The Vice President said what made some countries appeared more developed was the systems they had put in place to ensure life became easier and simpler, noting that, the Akufo-Addo’s administration since it assumed office had been working hard to leverage technology, to infuse digitization into everyday life for an accelerated development.
“We are changing the economy; we are changing the system.
“The reason things seem to work in the developed countries is because they have systems and institutions that work. We are the same human beings across all the continents, but they have systems that are working, and it is those systems that we are putting in place in Ghana,” he stated.
“Those systems that will make sure that you cannot hide, and you go and commit a crime, or not pay a loan, and nobody will find you.
“The system we are putting together in Ghana is very transparent, open, it will reduce corruption, enhance the efficiency of the delivery of public services, it will reduce the cost of doing business, and reduce bureaucracy,” he added.
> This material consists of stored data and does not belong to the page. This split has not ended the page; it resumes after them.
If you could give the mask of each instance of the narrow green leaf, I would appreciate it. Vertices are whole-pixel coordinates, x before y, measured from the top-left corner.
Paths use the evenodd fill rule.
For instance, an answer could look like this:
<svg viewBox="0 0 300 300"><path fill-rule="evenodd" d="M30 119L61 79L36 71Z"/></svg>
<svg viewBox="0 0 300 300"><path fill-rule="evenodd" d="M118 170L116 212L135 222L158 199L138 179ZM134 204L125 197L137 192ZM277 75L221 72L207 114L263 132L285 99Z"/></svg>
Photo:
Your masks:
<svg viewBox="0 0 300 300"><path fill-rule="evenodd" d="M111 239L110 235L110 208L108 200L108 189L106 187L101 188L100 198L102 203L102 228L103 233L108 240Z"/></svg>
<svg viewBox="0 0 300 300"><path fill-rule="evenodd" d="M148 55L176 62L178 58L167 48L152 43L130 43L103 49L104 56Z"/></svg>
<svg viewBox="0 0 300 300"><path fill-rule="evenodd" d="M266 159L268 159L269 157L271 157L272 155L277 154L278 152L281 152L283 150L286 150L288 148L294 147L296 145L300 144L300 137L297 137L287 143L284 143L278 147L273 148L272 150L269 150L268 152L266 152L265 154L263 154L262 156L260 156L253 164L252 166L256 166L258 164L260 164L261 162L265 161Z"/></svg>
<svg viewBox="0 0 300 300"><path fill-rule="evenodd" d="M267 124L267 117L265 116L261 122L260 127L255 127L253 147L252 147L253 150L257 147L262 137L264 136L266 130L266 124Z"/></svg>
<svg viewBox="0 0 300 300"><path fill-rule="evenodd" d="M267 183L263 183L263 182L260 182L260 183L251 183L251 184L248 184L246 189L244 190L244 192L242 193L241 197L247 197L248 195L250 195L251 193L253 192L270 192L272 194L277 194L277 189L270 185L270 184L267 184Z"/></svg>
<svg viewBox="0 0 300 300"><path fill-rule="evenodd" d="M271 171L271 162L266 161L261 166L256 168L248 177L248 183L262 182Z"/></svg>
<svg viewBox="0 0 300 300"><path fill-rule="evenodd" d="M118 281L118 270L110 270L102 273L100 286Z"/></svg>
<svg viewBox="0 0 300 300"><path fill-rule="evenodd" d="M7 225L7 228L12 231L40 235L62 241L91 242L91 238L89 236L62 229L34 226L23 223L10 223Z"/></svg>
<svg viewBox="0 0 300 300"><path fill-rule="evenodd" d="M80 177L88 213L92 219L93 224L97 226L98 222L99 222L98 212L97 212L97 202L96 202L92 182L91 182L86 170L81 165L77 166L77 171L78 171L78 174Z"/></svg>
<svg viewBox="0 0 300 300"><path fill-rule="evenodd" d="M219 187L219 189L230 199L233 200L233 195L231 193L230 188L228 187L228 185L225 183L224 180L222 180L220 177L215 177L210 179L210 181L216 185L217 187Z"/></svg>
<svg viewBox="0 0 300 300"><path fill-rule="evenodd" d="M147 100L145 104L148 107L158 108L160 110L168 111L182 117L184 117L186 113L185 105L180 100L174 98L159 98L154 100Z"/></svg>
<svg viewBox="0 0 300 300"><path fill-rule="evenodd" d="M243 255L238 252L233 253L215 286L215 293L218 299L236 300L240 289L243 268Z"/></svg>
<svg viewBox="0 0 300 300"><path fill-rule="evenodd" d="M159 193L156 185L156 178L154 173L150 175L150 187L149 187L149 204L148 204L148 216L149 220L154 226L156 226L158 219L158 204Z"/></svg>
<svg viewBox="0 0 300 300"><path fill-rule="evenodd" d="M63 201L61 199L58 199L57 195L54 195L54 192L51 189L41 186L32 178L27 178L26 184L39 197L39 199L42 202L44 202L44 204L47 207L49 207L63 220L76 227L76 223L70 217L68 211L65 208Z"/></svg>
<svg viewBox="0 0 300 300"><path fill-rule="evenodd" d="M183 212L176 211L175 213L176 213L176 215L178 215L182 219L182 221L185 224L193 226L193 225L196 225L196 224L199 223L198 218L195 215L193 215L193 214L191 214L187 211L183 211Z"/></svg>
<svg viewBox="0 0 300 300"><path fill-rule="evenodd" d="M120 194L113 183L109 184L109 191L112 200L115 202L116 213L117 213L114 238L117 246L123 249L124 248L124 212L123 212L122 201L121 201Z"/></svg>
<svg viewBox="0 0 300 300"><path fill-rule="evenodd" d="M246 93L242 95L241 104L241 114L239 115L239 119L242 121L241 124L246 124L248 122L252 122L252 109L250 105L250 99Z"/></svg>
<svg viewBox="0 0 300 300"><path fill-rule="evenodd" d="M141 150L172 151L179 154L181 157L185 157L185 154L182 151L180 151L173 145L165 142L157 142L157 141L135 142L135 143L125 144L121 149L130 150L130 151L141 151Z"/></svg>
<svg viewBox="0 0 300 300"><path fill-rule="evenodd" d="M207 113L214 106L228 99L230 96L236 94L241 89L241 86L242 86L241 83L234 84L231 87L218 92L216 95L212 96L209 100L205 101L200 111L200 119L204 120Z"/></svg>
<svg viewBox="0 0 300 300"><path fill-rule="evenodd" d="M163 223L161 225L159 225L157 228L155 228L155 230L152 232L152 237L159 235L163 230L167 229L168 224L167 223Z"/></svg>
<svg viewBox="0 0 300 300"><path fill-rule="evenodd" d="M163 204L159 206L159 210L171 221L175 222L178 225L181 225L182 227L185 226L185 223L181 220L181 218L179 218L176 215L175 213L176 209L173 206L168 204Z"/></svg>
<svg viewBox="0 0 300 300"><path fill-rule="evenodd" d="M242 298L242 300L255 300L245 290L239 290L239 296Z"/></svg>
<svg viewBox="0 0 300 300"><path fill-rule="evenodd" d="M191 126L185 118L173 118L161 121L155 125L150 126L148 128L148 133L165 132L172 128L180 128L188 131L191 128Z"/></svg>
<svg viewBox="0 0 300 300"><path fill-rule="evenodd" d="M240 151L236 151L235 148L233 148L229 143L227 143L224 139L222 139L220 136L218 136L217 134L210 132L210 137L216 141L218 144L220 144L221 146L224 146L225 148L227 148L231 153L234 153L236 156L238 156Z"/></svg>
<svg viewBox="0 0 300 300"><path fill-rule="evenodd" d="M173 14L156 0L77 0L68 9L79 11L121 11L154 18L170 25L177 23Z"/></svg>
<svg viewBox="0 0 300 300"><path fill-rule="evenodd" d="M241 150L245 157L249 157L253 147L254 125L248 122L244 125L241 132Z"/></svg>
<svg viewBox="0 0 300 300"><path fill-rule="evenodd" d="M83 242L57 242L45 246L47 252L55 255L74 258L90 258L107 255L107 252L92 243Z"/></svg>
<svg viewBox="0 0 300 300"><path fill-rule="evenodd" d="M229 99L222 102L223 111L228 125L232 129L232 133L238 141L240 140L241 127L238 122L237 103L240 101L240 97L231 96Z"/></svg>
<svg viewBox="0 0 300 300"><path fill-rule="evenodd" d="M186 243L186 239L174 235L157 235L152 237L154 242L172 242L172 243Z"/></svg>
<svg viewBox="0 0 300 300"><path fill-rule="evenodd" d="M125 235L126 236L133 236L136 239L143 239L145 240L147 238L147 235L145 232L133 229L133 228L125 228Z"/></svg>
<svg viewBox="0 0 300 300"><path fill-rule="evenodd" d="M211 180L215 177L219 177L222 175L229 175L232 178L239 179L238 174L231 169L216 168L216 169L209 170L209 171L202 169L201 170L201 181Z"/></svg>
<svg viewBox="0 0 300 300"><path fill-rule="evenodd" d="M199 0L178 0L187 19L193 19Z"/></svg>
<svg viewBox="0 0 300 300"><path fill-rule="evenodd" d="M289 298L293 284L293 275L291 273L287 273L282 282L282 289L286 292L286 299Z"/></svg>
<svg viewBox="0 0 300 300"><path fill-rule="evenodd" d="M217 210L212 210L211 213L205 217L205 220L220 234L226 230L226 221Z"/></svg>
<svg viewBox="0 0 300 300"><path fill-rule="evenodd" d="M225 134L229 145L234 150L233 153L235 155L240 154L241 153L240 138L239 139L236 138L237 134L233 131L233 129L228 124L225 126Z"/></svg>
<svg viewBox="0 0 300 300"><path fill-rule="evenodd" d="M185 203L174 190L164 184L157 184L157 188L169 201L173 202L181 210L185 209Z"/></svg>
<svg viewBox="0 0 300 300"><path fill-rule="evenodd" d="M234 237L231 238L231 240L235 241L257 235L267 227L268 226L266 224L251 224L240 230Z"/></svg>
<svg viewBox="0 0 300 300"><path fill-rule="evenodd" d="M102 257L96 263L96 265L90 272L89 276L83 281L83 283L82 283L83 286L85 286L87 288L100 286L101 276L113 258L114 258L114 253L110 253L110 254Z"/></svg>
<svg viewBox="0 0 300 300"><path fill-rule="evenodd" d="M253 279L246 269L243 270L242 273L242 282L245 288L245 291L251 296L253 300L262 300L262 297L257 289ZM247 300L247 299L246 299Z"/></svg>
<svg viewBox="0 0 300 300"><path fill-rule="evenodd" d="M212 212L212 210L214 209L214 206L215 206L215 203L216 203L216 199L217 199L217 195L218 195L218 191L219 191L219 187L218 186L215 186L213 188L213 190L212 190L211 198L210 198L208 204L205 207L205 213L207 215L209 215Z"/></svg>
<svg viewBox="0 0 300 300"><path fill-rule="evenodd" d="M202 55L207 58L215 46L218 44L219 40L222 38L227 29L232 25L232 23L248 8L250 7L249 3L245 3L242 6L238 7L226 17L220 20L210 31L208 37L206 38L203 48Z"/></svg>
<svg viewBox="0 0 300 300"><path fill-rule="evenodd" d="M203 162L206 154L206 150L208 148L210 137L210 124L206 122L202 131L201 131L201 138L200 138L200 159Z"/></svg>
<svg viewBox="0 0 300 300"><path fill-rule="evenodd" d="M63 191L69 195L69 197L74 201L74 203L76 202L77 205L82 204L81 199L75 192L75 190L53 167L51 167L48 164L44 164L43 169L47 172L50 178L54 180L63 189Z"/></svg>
He said Ghana would have a credit system by the end of this year because it had linked all the bank accounts to the Ghana-Card, therefore the Credit Reference Agencies would be able to undertake credit scoring in the country.
“Credit scoring would allow every individual to have a unique credit score. You will be able to check your own credit score with your national ID. If you are someone who does not pay back loans you will have a very low credit score and the banks will not lend you money.
“If you are someone who pays you will have a high credit score, you will have a lower interest rate, and the banks will lend you money,” Dr Bawumia explained.
“We are building this economy, this new system which will help everybody, because the old system is one where you did not have transparency, but the whole society was paying for this lack of transparency. We have high interest rates, for instance.
“But through digitisation, we have put in place the necessary systems, so that now tertiary students can get loans without guarantors. In the future, depending on your credit score, you can get a cheap loan, get essential items like fridges, cars and other household accessories on credit, and even secure mortgages,” Dr Bawumia told the gathering.